A Buddy System Memory Allocator Explained


When paging is used by an OS, the OS can provide pages to a process that needs memory. Pages are often times 4kB in size (the size can vary). If a process needs only a few bytes, handing out an entire page is a waste of space.

To use memory more efficiently, another layer of memory management on top of paging is used by operating systems. That layer can be implemented by using a heap. A heap provides the malloc() and free() primitives which allocate memory of a certain size and also allow an application to return memory to the operating system when it does not need it any more.

One well-known algorithm for heaps is the buddy system described by Donald E. Knuth in his first Volume of The Art of Computer Programming.

This article contains my notes on the Buddy System Allocator implementation by evanw. The implementation can manage a linear address space starting at an arbitrary location. It speeds up operations by maintaining a binary tree of the buddy memory areas. The tree allows for fast split and merge operations because it naturally encodes the buddy relationship between memory areas by storing buddies as siblings in the binary tree.


This is a explanation of the allocator code available here:

The allocator manages a linear address space with malloc() and free() operations
to allow the reservation and the return of memory.

The underlying algorithm is the buddy memory system.
buddies are a pair of two adjacent memory regions.

Start and End of the memory space

The allocator will work on a linear block of memory which can be extended when more memory is needed.

The start of the linear block is marked by the base_ptr

static uint8_t *base_ptr;

Then current end of the linear block is marked by max_ptr (a.k.a. the break)

static uint8_t *max_ptr;

The method

static int update_max_ptr(uint8_t *new_value)

is used to advance the max_ptr in order to reserve additional memory for the heap. update_max_ptr() uses the brk() system call to retrieve more memory from the operating system. brk() stands for break which is a common term used for the current end of the heap.

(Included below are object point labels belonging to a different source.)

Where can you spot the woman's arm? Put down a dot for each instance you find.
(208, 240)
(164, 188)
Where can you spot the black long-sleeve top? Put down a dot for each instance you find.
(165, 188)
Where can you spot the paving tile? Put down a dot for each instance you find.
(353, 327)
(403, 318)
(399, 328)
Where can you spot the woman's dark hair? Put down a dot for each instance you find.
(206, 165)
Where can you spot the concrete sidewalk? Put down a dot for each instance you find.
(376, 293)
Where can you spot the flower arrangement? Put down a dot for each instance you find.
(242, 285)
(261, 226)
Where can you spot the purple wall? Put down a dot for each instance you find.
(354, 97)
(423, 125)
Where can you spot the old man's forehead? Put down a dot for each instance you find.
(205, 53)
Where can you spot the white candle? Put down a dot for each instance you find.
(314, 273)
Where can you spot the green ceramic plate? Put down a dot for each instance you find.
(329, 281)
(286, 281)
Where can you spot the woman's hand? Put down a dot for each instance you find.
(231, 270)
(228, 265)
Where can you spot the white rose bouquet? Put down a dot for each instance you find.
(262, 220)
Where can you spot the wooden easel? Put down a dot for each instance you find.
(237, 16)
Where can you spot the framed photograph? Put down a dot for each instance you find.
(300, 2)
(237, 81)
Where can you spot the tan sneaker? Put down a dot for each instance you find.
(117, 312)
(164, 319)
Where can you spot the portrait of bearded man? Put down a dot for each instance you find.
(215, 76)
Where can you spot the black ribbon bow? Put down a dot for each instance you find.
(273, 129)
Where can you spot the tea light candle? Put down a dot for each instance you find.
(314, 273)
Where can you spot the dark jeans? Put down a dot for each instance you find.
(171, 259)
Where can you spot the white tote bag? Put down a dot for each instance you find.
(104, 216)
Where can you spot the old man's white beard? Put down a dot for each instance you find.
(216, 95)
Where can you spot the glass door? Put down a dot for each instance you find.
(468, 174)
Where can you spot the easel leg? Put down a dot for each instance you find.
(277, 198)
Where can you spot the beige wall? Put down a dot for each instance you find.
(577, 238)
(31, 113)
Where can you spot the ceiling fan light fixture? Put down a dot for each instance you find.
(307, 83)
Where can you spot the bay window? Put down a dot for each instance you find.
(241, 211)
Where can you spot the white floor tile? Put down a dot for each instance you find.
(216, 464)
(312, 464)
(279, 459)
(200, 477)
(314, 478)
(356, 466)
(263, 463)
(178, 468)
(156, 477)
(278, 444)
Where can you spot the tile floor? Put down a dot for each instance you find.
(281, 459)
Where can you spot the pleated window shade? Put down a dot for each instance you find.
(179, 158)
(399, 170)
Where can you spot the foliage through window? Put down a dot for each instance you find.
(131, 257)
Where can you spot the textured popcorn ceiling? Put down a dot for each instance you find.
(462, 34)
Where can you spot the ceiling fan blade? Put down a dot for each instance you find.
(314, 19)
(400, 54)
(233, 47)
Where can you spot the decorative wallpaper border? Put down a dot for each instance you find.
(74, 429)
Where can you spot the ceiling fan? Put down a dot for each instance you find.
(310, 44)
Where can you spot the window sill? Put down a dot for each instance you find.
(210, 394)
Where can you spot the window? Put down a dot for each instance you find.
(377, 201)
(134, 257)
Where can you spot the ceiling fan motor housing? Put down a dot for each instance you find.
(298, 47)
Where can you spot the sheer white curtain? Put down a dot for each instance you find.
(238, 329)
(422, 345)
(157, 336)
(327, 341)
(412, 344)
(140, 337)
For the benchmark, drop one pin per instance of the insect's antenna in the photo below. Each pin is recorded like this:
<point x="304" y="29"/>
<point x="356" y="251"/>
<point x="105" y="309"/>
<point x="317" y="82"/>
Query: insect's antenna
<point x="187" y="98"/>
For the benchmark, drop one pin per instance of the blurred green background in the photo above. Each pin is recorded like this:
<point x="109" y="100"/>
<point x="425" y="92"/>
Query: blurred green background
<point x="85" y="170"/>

The circular linked list datatype

Again this is the element definition:

typedef struct list_t {
    struct list_t *prev, *next;
} list_t;

List operations are:

static void list_init(list_t *list) – initializes a list so the element points to itself with both prev and next pointers which denotes an empty list
static void list_push(list_t *list, list_t *entry) – adds an element to the end of the list
static void list_remove(list_t *entry) – removes an element from a list
static list_t *list_pop(list_t *list) – removes the element at the end of the list

There is one list per bucket to manage all the free elements that have the buckets size.
The buckets are an array of list_t structures.

// array of lists
static list_t buckets[BUCKET_COUNT];

buckets[0] —> circular linked list of free blocks of whole memory space
buckets[1] —> circular linked list of free blocks of 1/2 memory space
buckets[2] —> circular linked list of free blocks of 1/4 memory space
buckets[3] —> circular linked list of free blocks of 1/8 memory space
buckets[4] —> circular linked list of free blocks of 1/2^4 memory space
buckets[5] —> circular linked list of free blocks of 1/2^5 memory space

The list_t structures in the bucket are part of their respective linked list but they are treated specially because they are merely
elements to manage those lists not elements that denote a free block of memory.

If a bucket of size 2 ^ 4 currently manages five blocks of free memory, the circular linked list actually contains six elements.
The first element in the list is just the list_t element that is used to point to the list.

The linearized bit tree

The linearized bit tree is a binary tree, where every node has zero or two children.

Linearized means that the tree is stored in memory as an array of bits.
It is not stored as nodes that store pointers to other nodes to form a tree.

The tree stores a bit per node (except for it’s leafs (therefore BUCKET_COUNT – 1) because leaves cannot be split).
A node stands for a block of memory.
The state of that block of memory is encoded in the bit.
A value of 0 means that the block was not split.
A value of 1 menas that the block was split.

The array that stores the linearized binary bit tree

The array is defined by the array called ‘node_is_split’:

static uint8_t node_is_split[(1 << (BUCKET_COUNT - 1)) / 8];

BUCKET_COUNT is the amount of buckets which are lists of free memory blocks of certain sizes. The sizes are multiples of 2.
BUCKET_COUNT -1 is used because the leaves (smallest possible block) can never be split so that information does not have to be managed.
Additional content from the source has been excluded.